The Fall of FTX: How the Crypto Exchange Crumbled
Once one of the largest and most trusted cryptocurrency exchanges in the industry, FTX went from being worth billions to almost $0 over the course of one year due to poor business decisions and its eventual collapse. The sudden fall of FTX leaves many investors asking how it could have gone so wrong, how their money disappeared so quickly and what they can do to prevent similar disasters from happening to them. Read on to find out more about the decline of FTX as well as some essential tips on how you can protect your investments in the future.
Why it collapsed
In the short term, because of a token called FTT. This was effectively a share in FTX, that the company issued itself and promised to buy back using a portion of its profits. As leaked documents to a significant publication showed, Alameda, a company used by FTX as a hedge fund, FTT, may have been trading using company scrip and using these shares to take out high-risk loans. This information spurred rival exchange Binance to announce its plans to sell its FTT holdings, spurring an all-out bank run and plunging the entire FTX exchange into chaos.
In the medium term, it collapsed because of some major problems that deal with the relationship between the FTX exchange and Alameda.
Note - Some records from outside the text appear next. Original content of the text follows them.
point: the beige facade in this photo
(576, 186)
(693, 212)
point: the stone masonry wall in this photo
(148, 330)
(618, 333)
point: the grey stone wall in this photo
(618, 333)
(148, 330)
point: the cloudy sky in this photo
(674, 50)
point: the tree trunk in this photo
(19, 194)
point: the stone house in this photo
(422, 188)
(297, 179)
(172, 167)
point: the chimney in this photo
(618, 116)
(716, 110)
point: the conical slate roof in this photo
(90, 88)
The exchange can’t handle wire transfers so customers will wire their money to Alameda and FTX will credit their accounts. The money itself was never traded: Three years after this took place, Alameda had on hand, exchanged with, and lost $8 billion of customer funds. During the run, when FTX was exchanging fiat, they couldn’t find the fiat they thought they had, because they had never actually obtained it in the first place.
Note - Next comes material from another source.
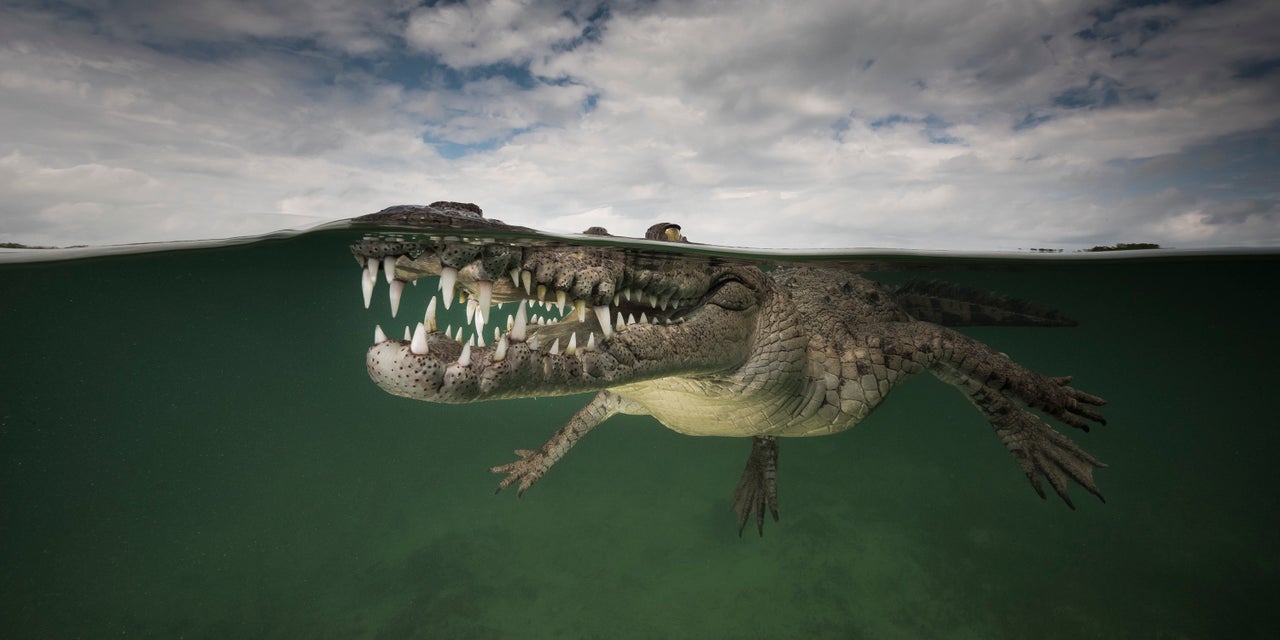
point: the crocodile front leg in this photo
(758, 488)
(533, 464)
In the long term, FTX failed because the company was a mess. “Never in my career have I seen such a complete failure of corporate controls and a complete absence of trustworthy financial information as occurred here,” said Ray, the bankruptcy specialist. FTX should be closed down.
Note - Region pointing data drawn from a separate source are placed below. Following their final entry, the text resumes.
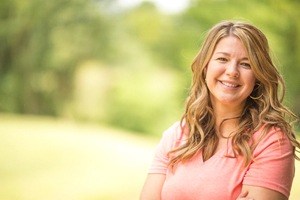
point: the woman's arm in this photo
(152, 187)
(259, 193)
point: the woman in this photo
(235, 139)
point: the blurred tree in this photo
(41, 44)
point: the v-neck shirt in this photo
(221, 176)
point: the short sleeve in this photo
(168, 141)
(273, 165)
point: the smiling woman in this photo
(235, 139)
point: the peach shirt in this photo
(222, 177)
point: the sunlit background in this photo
(88, 86)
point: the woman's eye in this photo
(246, 65)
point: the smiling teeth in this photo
(229, 84)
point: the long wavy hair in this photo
(264, 108)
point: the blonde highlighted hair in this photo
(264, 110)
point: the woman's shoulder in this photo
(272, 137)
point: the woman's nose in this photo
(232, 70)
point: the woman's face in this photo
(229, 76)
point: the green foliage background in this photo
(91, 60)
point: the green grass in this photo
(48, 159)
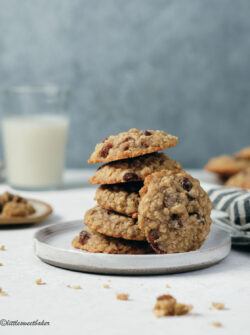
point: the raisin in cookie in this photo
(121, 198)
(174, 212)
(244, 153)
(241, 180)
(91, 241)
(130, 144)
(136, 169)
(113, 224)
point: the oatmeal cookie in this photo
(17, 209)
(89, 240)
(122, 198)
(244, 153)
(241, 180)
(130, 144)
(226, 165)
(136, 169)
(174, 212)
(113, 224)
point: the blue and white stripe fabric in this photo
(236, 203)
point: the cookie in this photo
(121, 198)
(17, 209)
(130, 144)
(226, 165)
(136, 169)
(241, 180)
(174, 212)
(91, 241)
(244, 153)
(113, 224)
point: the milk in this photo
(35, 150)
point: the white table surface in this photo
(94, 309)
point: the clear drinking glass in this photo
(34, 132)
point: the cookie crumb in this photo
(166, 305)
(218, 305)
(40, 282)
(122, 296)
(217, 324)
(75, 287)
(2, 293)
Binance – a rival exchange – made matters worse by announcing it was offloading all its FTT shares, sparking an even bigger rush for the exits by panicking customers who were holding onto FTT thinking they were valuable assets. By 12pm ET on Friday, only six hours after Binance’s announcement at 8am ET Thursday morning, FTX had withdrawn more than 90% of the cash from its cryptocurrency wallet.
According to Reuters, between $1 billion and $2 billion has disappeared from Sam Bankman-Fried’s FTX, which is entering bankruptcy protection. Bankman-Fried, now the ex-CEO of FTX, transferred $10 billion from his crypto exchange to Alameda Research, a digital asset trading house.
In addition to FTX, Alameda was also founded by Bankman-Fried. Numerous regulators are currently investigating the cosy ties between FTX and its customers, including the Department of Justice and the Securities and Exchange Commission.